COVID-19 patients could so overwhelm U.S. hospitals that doctors and nurses would be unable to provide adequately for other patients, an infectious disease specialist told CNBC on Wednesday.
“When you have emergency rooms flooded with patients, it makes it harder for us to attend to all the other issues,” Dr. Celine Gounder said in a “Squawk Box” interview. “If you come in with a heart attack, we’re going to be slower taking care of you and we’re going to be sloppier with our own infection control if we’re overwhelmed.”
COVID-19 cases surpassed 1,000 in the United States late Tuesday. The coronavirus is now present in at least 35 states and the District of Columbia, according to the Centers for Disease Control and Prevention. Almost half of all U.S. cases are in Washington state, California and New York.
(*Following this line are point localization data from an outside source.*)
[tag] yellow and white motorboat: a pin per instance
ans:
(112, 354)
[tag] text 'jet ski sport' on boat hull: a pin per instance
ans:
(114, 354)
The U.S. has fewer doctors per person and fewer hospital beds per person than Italy, said Gounder, a clinical assistant professor of medicine and infectious diseases at New York University. Italy is among the hardest-hit countries outside China, where the virus originated in December. COVID-19 has infected more than 10,000 people in Italy, according to Johns Hopkins University, killing at least 631.
“We have less capacity to absorb a big surge in cases,” she said. “We need to be preparing for that.”
Gounder cares for patients at several hospitals, including Bellevue Hospital Center, where New York Mayor Bill de Blasio announced Tuesday that confirmed cases in the city had nearly doubled in one day to 36.
“They’re coming in so intensely now that being able to give you a detailed case breakdown, we’re not in that position to do that at this moment because there are so many coming forward,” de Blasio said.
Dr. Mitchell Katz, CEO of NYC Health + Hospitals, said city hospitals are bracing for an onslaught of COVID-19 cases in part by preparing to discharge current patients. In the event of an emergency, they’ll cancel outpatient surgeries and visits, he added.
“We are prepared at Bellevue and all of our hospitals, that were we to have many patients with respiratory distress, we would rapidly discharge those patients who are in the hospital now and do not need to be in the hospital because they can be safely cared for at home,” Katz told reporters at Tuesday’s news conference.